Computing Within Limits: An Empirical Study of Energy Consumption in ML Training and Inference
Ioannis Mavromatis, Kostas Katsaros, Aftab Khan
TL;DR
The paper investigates the environmental footprint of ML pipelines by conducting an empirical energy profiling study across multiple architectures and hardware configurations using software-based power measurements. It defines $E_{\mathrm{tr}}$ and $E_{\mathrm{in}}$ to quantify training and inference energy and analyzes how these relate to hardware utilisation and model characteristics, notably the MACs and MACs per parameter. The study finds that energy reductions can exceed marginal accuracy gains and highlights that inference workloads often drive substantial energy use, suggesting actionable guidelines for green MLOps, including short profiling to extrapolate total energy and power-capping strategies. The work provides a practical framework and open-source tooling to support energy-aware architecture and hyperparameter choices, contributing to sustainable ML deployment practices; the energy distribution across the MLOps pipeline is reported as roughly $31\%$ Data, $29\%$ Experimentation/Training, and $40\%$ Inference, with an inference-dominated split of $10:20:70$ across Experimentation, Training, and Inference in another benchmark.
Abstract
Machine learning (ML) has seen tremendous advancements, but its environmental footprint remains a concern. Acknowledging the growing environmental impact of ML this paper investigates Green ML, examining various model architectures and hyperparameters in both training and inference phases to identify energy-efficient practices.
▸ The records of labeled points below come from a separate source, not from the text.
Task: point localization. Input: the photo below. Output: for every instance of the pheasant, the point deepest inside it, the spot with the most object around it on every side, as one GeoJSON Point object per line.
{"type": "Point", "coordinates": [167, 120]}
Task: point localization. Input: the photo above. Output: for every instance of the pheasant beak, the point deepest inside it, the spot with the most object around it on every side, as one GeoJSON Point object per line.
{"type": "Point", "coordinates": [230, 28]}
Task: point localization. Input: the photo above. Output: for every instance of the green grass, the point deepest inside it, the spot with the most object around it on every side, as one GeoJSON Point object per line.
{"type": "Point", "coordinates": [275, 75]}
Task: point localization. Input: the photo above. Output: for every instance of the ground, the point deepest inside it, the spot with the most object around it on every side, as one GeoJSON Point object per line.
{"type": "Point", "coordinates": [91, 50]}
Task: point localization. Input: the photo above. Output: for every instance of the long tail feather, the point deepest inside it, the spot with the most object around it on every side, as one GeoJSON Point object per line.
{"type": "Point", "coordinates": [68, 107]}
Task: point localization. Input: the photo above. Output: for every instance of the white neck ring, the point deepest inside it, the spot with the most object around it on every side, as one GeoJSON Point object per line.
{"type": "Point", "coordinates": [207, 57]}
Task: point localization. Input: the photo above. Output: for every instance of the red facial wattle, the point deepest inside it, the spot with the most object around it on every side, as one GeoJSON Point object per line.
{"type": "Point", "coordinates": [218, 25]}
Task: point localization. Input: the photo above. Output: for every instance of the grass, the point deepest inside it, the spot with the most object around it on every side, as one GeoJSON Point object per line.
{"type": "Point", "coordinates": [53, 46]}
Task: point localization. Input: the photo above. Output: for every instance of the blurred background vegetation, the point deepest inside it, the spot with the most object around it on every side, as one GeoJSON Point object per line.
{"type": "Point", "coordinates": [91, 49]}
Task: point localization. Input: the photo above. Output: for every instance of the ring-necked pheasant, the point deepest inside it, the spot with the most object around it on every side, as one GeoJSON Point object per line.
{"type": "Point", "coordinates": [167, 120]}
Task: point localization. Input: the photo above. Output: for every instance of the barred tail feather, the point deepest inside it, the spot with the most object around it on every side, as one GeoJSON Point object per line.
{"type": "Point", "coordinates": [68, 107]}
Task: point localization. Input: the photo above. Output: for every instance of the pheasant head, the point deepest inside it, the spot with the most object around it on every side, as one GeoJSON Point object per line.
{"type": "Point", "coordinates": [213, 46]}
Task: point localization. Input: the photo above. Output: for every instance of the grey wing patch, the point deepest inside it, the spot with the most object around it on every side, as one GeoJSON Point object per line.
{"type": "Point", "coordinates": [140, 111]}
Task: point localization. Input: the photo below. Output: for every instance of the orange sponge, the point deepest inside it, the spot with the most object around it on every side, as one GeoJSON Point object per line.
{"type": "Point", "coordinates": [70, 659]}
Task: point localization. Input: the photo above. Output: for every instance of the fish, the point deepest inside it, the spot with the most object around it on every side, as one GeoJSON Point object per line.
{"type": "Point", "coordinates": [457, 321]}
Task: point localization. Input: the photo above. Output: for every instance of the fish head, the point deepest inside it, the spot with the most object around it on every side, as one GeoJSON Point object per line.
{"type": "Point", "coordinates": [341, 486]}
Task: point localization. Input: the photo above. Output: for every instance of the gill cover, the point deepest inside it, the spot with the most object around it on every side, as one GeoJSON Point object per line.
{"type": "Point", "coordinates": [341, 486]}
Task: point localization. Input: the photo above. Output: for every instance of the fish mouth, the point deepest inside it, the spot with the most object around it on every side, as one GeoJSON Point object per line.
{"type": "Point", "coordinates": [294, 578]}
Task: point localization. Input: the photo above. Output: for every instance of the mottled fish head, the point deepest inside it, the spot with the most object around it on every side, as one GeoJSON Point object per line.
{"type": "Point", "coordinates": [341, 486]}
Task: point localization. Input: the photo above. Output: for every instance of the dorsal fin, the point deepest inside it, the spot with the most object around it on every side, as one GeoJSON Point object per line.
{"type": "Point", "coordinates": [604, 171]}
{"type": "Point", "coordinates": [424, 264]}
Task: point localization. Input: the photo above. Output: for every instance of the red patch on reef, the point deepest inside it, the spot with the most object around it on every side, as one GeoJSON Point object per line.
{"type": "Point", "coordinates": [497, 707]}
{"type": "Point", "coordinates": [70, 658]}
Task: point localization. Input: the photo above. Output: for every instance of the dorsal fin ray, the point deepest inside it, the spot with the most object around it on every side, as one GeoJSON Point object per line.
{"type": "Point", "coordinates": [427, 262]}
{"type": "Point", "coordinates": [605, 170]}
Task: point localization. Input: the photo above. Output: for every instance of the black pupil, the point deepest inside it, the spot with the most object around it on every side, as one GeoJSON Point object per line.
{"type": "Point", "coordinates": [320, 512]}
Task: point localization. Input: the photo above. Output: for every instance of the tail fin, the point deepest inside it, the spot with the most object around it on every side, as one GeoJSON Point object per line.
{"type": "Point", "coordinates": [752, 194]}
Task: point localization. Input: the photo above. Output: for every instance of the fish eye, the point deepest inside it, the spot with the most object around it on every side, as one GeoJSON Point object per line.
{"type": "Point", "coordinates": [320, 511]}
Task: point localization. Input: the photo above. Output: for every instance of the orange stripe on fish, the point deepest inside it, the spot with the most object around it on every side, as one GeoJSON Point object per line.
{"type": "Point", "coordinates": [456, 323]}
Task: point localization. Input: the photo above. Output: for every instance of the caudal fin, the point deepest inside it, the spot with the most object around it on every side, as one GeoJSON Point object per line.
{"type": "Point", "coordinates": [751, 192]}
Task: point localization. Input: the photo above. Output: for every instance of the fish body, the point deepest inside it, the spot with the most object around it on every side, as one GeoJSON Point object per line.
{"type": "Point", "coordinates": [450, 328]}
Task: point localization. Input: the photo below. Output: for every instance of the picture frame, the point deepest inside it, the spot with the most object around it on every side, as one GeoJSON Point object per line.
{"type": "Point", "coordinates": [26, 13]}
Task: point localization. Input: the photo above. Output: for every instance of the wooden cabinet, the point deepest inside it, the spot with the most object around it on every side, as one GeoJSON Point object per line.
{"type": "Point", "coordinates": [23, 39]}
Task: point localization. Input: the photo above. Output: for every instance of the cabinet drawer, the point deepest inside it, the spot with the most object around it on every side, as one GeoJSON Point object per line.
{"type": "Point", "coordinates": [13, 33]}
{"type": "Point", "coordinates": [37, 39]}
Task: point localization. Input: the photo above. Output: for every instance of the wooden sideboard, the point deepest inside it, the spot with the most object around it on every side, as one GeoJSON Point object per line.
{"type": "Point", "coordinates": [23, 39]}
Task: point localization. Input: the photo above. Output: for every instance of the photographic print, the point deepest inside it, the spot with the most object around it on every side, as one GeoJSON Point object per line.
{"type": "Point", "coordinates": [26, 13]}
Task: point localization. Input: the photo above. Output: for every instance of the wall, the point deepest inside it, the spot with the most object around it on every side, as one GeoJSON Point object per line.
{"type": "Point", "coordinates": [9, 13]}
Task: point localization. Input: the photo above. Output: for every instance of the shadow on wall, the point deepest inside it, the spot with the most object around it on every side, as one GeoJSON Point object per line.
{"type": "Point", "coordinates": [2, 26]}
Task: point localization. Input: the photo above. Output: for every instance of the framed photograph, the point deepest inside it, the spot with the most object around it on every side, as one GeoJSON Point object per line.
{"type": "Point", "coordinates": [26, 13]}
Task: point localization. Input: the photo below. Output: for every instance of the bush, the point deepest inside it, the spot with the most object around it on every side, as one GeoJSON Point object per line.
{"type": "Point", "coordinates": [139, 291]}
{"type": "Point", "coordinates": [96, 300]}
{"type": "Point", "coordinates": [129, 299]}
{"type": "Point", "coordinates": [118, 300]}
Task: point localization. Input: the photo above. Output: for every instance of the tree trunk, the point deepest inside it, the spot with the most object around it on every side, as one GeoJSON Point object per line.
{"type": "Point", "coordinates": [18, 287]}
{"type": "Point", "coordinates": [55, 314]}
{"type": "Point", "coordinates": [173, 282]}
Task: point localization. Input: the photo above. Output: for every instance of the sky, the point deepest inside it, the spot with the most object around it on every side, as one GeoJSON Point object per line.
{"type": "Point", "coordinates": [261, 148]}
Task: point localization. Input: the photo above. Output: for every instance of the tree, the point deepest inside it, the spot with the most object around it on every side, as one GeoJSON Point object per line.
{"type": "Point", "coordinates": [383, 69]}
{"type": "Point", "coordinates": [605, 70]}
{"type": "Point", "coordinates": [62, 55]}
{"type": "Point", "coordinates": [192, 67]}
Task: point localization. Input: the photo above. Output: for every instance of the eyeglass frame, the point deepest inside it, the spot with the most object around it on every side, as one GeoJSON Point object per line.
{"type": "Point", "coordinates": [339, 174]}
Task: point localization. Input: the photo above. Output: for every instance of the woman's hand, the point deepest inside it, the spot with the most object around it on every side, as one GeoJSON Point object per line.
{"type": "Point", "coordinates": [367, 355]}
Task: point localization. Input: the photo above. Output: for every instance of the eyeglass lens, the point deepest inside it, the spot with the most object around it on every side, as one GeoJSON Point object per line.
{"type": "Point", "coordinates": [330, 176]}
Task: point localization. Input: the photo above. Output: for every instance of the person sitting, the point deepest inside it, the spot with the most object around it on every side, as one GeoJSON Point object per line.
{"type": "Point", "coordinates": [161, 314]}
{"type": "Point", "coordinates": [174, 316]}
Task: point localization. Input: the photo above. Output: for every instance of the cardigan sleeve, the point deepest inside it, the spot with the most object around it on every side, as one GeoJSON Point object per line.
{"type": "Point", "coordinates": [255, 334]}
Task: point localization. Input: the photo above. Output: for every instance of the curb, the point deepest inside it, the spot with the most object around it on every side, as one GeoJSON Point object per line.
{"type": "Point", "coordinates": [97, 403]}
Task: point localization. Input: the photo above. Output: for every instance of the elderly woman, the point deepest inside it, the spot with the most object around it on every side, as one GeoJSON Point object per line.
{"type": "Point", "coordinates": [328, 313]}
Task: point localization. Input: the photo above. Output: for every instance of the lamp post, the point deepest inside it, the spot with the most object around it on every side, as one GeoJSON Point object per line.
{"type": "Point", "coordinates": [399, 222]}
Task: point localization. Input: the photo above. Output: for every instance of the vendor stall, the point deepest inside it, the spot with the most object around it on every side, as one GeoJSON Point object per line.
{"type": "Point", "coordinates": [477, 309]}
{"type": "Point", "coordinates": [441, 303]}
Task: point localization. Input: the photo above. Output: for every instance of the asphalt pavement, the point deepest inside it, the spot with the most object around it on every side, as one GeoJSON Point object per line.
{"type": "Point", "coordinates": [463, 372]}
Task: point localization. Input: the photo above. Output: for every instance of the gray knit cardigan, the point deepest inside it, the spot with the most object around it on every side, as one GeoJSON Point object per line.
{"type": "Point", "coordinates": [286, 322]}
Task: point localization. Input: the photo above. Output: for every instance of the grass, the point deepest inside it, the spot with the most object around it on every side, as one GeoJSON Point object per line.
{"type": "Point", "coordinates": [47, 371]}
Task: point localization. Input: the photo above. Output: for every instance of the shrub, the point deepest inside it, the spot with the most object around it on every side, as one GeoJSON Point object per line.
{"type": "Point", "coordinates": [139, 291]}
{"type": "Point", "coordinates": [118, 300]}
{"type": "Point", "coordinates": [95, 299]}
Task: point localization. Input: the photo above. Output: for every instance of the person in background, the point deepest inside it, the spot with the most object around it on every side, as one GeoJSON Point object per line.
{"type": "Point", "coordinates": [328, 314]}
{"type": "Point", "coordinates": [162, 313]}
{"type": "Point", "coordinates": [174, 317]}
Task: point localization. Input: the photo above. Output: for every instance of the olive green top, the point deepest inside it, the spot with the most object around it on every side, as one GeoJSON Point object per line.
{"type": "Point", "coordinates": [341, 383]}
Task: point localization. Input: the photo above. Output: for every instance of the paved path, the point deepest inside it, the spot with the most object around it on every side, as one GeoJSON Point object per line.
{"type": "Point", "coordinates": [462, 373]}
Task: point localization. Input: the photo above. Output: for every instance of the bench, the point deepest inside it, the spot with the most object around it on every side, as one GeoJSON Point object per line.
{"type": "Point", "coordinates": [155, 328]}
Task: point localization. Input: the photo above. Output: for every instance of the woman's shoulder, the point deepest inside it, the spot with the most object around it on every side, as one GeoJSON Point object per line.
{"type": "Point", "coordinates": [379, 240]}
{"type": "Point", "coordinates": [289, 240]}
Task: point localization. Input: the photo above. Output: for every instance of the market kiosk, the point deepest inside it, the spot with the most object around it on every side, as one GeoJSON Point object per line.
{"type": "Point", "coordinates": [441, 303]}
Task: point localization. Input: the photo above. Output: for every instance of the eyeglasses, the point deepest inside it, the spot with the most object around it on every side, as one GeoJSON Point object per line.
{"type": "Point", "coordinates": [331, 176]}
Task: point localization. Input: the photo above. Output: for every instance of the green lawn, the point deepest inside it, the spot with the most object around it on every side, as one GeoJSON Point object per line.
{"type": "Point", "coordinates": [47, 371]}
Our study leverages software-based power measurements for ease of replication across diverse configurations, models and datasets. In this paper, we examine multiple models and hardware configurations to identify correlations across the various measurements and metrics and key contributors to energy reduction. Our analysis offers practical guidelines for constructing sustainable ML operations, emphasising energy consumption and carbon footprint reductions while maintaining performance. As identified, short-lived profiling can quantify the long-term expected energy consumption. Moreover, model parameters can also be used to accurately estimate the expected total energy without the need for extensive experimentation.